(2005.10.2)


   

     

   

かつて、朝鮮半島北部から中国東北部にかけて、高句麗(こうくり)という国が存在したことは、世界史の授業で聞いた記憶があるとか思います。最終的には西暦668年に唐と新羅の連合軍に滅ぼされてしまいますが、高句麗の遺民(亡命者)は日本各地に多数渡来して多様な文化を伝えました。

今回ご紹介する巾着田がある埼玉県日高市もそうした渡来地のひとつで、716年(奈良時代)に駿河など7ヶ国に居住していた高句麗の遺民1,799人をこの地に移したのが最初で、かつては埼玉県高麗郡(こまぐん)高麗村と呼ばれていました。

その旧高麗郡を西から東へ横断するように流れる高麗川が、西武池袋線の「高麗駅」付近で大きく蛇行する一帯を「巾着田」と呼んでいます。これは流路がギリシャ文字のΩ(オメガ)をひっくり返したように屈曲していて、上空から見ると巾着の形に似ていることから、その名がついたといわれています。

彼岸花は当初は田んぼの畦などに自生していたものと思われますが、その後、地元自治体などの手によって移植・整備され、今では高麗川畔(=巾着田の外周部)に大群落を形成するに至りました。

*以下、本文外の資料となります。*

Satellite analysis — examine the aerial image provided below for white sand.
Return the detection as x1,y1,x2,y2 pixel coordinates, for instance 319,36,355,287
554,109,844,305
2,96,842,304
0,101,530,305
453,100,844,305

花季はその名の通りお彼岸の頃ですが、今年は残暑が厳しかったため開花が遅れ気味で、前回(3年前)取材したした時の方が花の付きは見事でした。……と、いうことで前回の様子が気になる方は[バックナンバー]をご覧下さい(笑)。


こういう白い種類の彼岸花もあります。
最後に、現地へ行かれる方へアドバイスを。ここはもともと田んぼだったため、(雨天はもちろん)雨上がりなどの場合は、大変なぬかるみになるので、長靴を準備されることを強くお奨めします。